Liriena wrote:Galloism wrote:Hard to say. Historically, probably in the tens of thousands at least, if not hundreds of thousands. Keep in mind the United States has a long history of punishing men, especially black men, on some egregiously flimsy grounds for raping our good white women.
That frequently ended with lynching.
That's a good point... but we are talking about a radically different phenomenon with #MeToo. If we speak in terms of the most prominent cases, the pattern in #MeToo is that the men who are accused are generally men who were in a position of power and abused that position of power to engage in sexual violence towards both men and women with impunity. That's not the same as when false rape accusations were used against a systematically oppressed and marginalized underclass to cement prejudice and validate violence against the people belonging to that underclass.
A lot of apologists tried to paint Kavanaugh as the victim of a "lynching", but if you compare the persons and the stakes involved, to call what he had to go through a "lynching" is an insult to the victims of literal lynchings. Kavanaugh wasn't at risk of being kidnapped, tortured and killed with impunity. He was at risk of not being chosen for a position of great power. And more importantly, Kavanaugh was already a man with considerable power and privilege, relatively speaking.

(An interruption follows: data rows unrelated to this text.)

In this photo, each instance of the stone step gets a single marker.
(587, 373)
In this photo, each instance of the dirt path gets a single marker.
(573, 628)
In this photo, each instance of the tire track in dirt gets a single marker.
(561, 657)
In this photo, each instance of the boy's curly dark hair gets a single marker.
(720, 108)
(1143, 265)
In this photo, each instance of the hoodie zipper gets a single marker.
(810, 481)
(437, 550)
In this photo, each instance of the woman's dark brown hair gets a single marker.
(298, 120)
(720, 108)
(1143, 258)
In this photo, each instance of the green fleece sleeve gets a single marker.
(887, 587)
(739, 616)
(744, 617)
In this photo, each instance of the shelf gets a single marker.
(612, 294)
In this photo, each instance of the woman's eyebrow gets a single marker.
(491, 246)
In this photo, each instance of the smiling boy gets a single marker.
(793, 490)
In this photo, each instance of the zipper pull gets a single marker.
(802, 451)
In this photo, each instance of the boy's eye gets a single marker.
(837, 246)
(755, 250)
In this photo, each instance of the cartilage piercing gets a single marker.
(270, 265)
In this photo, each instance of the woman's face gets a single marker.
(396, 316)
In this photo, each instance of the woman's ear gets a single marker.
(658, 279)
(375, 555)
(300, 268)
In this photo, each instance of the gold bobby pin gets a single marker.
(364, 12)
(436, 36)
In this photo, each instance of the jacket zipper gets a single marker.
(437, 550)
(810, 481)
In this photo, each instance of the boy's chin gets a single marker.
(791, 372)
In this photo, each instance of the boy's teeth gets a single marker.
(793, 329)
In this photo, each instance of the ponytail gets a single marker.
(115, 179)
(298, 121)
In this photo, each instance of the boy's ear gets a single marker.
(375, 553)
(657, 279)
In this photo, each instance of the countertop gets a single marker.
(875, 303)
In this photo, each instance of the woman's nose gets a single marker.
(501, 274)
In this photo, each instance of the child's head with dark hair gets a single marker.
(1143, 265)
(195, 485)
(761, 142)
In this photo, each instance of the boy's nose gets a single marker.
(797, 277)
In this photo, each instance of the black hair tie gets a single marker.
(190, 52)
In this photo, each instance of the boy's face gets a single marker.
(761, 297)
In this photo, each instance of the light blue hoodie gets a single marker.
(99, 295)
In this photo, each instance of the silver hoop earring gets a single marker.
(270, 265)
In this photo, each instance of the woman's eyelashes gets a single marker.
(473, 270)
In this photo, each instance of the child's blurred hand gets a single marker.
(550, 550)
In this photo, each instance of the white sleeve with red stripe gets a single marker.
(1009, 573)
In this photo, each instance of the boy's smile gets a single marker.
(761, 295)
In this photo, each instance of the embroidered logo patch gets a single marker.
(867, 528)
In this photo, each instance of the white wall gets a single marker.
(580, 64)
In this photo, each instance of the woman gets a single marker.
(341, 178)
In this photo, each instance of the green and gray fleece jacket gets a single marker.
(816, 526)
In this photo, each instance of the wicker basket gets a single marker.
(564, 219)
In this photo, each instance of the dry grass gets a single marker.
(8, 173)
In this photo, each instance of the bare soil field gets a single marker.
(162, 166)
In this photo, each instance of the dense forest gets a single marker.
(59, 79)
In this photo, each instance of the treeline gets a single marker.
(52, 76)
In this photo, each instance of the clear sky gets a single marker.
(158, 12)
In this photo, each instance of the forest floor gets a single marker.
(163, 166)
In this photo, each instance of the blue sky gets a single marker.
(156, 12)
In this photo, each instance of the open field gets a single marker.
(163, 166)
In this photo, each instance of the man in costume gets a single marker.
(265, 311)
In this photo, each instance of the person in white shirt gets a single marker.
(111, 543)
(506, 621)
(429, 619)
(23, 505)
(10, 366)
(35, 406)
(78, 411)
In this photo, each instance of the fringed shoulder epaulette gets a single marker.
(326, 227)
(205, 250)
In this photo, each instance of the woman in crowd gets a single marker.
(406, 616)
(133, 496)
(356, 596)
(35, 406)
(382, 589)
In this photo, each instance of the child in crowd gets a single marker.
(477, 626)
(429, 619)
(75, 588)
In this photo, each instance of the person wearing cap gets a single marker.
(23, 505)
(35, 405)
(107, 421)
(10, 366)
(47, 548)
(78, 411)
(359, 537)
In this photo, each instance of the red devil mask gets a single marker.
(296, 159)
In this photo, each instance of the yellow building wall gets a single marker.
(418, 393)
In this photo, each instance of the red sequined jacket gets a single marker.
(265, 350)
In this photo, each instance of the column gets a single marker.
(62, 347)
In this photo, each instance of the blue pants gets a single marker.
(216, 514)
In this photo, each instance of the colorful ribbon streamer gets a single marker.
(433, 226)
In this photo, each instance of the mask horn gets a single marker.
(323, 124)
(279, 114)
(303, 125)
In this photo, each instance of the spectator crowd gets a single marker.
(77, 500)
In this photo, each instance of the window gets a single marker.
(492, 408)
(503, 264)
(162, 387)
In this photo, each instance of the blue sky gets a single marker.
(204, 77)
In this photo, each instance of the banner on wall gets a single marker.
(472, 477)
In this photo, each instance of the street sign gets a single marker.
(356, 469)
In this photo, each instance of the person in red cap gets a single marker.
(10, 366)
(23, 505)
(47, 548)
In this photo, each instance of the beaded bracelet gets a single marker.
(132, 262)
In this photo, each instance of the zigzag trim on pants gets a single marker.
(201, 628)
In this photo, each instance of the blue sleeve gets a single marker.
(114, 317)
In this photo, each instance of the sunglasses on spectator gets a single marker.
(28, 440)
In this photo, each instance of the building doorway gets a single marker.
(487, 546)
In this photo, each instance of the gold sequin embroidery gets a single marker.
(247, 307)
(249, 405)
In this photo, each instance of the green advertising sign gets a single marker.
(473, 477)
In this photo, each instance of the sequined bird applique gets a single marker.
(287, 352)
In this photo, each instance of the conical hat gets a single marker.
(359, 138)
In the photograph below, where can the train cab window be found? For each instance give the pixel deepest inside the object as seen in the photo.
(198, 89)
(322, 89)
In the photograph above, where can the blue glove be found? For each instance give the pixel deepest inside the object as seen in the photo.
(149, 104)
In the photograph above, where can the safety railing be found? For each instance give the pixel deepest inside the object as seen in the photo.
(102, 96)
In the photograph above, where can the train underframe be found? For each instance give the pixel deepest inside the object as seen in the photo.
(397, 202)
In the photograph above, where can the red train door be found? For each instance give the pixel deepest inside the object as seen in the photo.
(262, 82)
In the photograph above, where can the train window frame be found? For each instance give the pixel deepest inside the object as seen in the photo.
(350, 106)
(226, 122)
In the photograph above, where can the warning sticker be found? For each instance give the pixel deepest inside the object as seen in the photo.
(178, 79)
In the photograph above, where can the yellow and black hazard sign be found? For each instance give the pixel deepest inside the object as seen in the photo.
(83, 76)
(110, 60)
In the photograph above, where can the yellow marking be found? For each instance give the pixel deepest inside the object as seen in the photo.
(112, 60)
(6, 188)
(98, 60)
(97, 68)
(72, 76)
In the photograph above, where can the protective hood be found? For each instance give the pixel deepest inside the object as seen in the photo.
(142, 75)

You DO know that they had to put Kavanaugh and his family under secret service protection to save their lives, right, and that there were so many credible threats they required a security detail?
You DID know that right?
EDIT: And, it is worth noting, in college especially where this stuff is occuring, men are disproportionately targeted - men who an oppressed underclass in education. Black men are targeted even more, which makes sense, as they're even more of an underclass.